Snow Job had a major role in the episode "Haul Down the Heavens", in which he, Flint and Lady Jaye escort a group of scientists to the Arctic Circle to investigate abnormal behavior of the aurora borealis. There, a pursuit of a polar bear leads to Flint and Snow Job finding a Cobra base. While attempting to steal a Fang helicopter, Snow Job wrestles and defeats a Cobra Trooper, but is pricked by tranquilizer darts. While unconscious, Snow Job is saved by an indigenous man who takes him to his village. The man radios G.I. Joe headquarters, allowing Rip Cord to find him and restore him to health with a serum.

In "Iceberg Goes South", Snow Job accidentally destroys Wet-Suit's diving suit performance monitor. The two Joes are later sent to rescue Iceberg at Doctor Mindbender's nearby lab. Snow Job is captured, but Wet-Suit rescues him shortly after.

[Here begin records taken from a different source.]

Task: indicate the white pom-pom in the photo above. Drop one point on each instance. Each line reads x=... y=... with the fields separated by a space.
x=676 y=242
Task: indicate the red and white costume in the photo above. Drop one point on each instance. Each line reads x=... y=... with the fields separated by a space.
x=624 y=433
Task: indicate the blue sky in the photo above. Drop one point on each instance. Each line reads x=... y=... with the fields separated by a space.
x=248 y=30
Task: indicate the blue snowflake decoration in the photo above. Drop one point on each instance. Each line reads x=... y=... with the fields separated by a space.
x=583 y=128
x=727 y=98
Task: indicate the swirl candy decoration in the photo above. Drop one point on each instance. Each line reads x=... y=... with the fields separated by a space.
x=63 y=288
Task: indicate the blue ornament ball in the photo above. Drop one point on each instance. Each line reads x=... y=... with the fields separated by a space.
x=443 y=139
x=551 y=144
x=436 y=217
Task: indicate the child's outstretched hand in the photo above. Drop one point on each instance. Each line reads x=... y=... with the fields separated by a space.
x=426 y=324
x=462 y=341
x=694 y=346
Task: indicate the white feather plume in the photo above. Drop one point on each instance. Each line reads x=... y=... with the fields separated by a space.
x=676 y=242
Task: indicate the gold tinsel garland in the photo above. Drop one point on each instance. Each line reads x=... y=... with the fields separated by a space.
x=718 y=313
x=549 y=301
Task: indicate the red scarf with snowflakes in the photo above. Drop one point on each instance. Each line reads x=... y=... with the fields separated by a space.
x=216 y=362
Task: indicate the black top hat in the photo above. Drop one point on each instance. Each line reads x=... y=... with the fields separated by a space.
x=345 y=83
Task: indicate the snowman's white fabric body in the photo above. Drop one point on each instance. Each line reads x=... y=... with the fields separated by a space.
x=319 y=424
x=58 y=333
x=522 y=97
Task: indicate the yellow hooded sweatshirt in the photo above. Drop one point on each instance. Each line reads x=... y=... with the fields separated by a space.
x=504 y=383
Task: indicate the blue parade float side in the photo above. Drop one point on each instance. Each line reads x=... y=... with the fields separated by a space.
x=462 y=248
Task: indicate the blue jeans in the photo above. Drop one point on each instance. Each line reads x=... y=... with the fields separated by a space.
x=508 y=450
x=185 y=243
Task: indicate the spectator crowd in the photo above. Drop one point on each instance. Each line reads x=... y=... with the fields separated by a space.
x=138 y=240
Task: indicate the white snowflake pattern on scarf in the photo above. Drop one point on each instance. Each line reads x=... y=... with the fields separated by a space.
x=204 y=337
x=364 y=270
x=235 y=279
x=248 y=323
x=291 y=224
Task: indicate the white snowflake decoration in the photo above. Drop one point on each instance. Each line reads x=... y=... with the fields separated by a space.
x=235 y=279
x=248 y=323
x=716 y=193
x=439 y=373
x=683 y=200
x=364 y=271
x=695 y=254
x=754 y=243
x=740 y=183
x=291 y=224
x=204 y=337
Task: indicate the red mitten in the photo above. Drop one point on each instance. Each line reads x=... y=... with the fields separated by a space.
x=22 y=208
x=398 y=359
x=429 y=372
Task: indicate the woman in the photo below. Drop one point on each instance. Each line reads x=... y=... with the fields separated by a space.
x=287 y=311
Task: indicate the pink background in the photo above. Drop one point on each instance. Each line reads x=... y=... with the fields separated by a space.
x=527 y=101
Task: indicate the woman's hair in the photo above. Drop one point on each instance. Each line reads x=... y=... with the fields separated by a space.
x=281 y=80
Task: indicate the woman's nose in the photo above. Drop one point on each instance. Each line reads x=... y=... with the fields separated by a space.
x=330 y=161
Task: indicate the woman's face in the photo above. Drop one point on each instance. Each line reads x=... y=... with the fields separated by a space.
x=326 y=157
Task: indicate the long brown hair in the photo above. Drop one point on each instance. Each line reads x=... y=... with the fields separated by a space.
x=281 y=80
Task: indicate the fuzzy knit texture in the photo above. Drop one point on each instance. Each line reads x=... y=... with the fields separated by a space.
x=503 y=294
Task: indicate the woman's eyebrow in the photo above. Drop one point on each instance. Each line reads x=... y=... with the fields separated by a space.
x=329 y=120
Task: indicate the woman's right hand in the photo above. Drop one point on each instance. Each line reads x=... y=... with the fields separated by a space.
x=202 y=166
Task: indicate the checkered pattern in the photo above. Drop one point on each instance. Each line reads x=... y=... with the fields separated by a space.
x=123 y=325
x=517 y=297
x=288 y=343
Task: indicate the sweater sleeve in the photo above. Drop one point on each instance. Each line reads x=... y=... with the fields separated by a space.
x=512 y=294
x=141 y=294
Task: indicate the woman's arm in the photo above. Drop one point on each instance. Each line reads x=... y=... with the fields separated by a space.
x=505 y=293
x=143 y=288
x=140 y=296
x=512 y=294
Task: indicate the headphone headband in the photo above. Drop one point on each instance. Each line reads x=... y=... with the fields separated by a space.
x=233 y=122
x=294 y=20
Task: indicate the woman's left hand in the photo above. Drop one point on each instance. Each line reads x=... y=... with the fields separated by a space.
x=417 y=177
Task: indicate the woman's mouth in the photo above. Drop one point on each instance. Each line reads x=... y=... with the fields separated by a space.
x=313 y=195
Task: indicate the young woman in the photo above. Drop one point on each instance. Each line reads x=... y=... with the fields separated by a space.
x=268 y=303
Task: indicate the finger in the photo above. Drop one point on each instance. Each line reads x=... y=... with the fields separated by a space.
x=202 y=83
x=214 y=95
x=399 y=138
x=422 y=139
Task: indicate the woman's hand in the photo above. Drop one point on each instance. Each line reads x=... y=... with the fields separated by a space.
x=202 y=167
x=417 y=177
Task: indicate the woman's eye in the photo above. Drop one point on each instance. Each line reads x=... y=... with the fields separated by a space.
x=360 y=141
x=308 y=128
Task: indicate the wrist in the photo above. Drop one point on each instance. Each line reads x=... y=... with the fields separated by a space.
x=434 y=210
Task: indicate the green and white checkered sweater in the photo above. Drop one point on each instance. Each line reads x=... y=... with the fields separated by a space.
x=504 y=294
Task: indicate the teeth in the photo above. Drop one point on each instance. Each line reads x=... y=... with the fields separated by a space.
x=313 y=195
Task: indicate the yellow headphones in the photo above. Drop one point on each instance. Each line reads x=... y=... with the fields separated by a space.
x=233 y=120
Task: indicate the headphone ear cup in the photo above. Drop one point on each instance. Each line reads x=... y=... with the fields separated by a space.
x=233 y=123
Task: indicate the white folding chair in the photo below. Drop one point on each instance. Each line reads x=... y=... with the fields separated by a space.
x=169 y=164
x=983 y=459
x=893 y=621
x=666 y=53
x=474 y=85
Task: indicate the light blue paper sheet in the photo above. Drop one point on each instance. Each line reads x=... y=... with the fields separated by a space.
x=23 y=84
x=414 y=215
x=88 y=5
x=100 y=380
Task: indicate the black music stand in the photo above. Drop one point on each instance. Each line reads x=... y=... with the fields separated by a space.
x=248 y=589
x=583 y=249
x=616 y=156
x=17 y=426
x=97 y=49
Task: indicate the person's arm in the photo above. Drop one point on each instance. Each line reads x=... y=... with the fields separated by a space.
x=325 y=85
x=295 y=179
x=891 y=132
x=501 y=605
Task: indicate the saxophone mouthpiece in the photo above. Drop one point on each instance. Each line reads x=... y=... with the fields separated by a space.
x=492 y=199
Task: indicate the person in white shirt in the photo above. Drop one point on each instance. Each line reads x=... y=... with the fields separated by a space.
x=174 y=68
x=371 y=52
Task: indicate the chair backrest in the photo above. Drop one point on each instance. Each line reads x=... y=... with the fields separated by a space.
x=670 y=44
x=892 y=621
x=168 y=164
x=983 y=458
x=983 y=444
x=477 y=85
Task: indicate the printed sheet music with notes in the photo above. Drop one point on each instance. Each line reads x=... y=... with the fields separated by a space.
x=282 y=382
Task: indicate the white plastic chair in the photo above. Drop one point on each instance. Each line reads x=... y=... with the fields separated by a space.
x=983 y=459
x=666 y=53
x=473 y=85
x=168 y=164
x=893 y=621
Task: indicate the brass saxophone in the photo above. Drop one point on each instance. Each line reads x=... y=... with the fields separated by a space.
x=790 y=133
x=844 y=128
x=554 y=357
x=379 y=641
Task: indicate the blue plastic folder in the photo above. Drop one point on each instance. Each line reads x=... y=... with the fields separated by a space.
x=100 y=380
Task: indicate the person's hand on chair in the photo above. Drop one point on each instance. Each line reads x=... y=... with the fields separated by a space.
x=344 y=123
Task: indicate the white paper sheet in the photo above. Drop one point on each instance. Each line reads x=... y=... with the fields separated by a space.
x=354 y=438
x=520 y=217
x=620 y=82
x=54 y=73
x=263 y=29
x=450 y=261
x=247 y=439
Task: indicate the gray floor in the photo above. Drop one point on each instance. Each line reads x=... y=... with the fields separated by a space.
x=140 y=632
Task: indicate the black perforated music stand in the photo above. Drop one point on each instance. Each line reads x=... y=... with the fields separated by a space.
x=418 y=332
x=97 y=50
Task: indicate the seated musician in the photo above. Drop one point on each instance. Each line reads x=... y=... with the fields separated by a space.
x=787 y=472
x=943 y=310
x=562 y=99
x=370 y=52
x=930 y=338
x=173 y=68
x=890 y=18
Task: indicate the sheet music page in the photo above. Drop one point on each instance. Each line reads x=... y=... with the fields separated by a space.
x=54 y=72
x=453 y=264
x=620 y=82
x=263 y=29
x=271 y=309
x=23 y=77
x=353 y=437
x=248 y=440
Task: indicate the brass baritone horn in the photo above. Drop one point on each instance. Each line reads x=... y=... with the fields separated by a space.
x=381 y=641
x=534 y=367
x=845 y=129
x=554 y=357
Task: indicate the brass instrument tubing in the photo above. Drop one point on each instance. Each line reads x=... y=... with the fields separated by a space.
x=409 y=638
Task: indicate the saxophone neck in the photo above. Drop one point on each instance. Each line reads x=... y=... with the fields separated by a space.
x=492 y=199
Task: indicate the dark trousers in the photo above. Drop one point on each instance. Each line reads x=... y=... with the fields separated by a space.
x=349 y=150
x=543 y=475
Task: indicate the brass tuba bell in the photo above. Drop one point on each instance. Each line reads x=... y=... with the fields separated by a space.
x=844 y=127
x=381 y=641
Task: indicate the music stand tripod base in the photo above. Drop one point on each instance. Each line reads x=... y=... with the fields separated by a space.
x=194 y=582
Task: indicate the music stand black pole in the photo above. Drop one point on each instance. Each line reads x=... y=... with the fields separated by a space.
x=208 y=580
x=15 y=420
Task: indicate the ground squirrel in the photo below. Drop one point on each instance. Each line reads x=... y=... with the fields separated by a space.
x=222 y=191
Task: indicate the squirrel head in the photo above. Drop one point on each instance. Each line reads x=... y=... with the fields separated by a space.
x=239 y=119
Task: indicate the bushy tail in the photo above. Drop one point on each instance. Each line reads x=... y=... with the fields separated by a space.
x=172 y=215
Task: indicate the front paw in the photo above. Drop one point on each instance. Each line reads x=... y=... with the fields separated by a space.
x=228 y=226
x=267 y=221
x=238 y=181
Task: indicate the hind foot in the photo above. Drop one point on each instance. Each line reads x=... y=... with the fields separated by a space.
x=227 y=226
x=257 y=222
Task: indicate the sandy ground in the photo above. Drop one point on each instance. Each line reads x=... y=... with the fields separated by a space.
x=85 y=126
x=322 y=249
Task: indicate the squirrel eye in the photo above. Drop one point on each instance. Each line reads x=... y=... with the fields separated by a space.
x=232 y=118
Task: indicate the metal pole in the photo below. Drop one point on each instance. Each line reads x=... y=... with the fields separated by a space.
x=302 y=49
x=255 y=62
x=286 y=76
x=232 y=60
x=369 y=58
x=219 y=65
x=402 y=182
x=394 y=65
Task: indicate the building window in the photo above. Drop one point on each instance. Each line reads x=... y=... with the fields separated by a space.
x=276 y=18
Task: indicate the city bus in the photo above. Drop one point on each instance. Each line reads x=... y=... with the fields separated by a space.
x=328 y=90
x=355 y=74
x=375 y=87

He was featured in one of the series' famous "And Knowing Is Half the Battle" Public Service Announcements, warning kids of the dangers of venturing out onto "frozen" ponds or lakes which may not be entirely frozen. He advises them to rescue a fellow kid by using something that may reach him.

===G.I. Joe: The Movie===
Snow Job also appeared briefly in the 1987 animated film G.I. Joe: The Movie. He participates in the first battle for the Broadcast Energy Transmitter (B.E.T.), and is part of Roadblock's unit of Joes who pursue Cobra afterwards. When they are defeated by the forces of Cobra-La, Snow Job attempts to escape in his H.A.V.O.C., but is captured along with the other Joes.

===Renegades===
Snow Job appears in the G.I. Joe: Renegades episode "White Out", voiced by Nolan North. Harlan Moore is an old war pal of Tunnel Rat who lives alone in an isolated area in Canada. He earned his nickname for his tendency to trick his friends into schemes and is good at playing poker. He allows G.I. Joe to stay with him for the night, but is very cold to them. Tunnel Rat explains to the Joes that in the past, he, Snow Job and Frostbite were in an arctic warfare unit and good friends; Snow Job always engaged in pleasurable activities, even bending the rules at times, including going on an unsanctioned skiing trip which led to an avalanche burying Frostbite (who presumably died). Following the ski trip, Snow Job was transferred to another group as a punishment and left the Army. He is still disappointed and suffering from survivor guilt in the present. Snow Job ends up assisting the Joes in their fight against Storm Shadow and the Shadow Vipers, even blowing up his own house in order to let the Joes escape. He survives and escapes with them. Snow Job eventually leaves for another location with his new pet wolf, Timber.

==Video games==
Snow Job is one of the featured characters in the 1985 G.I. Joe: A Real American Hero computer game. He appears as a non-playable supporting character in the 2009 video game G.I. Joe: The Rise of Cobra.

==Other media==
- A parody of Snow Job appears in the Robot Chicken episode "Day at the Circus", voiced by Seth Green. When Flint, Gung-Ho, and Roadblock go to fight in the jungle, Snow Job was left behind since his outfit would make him a shootable target. He then gets a call from Swiss President Samuel Smith that the Swiss Alps are overrun with Yetis and Snow Job goes there only to turn out to be a prank by the other G.I. Joe members and Samuel Smith. Flint, Gung-Ho, and Roadblock later apologize to him for that prank and he ends up with a mission to shovel snow outside their base. In the episode "More Blood, More Chocolate", Snow Job commented that he was okay with the cold during the hockey tournament in the North Pole in the "Inside the Battlefield" segment that revolved around G.I. Joe's fight for the Weather Dominator.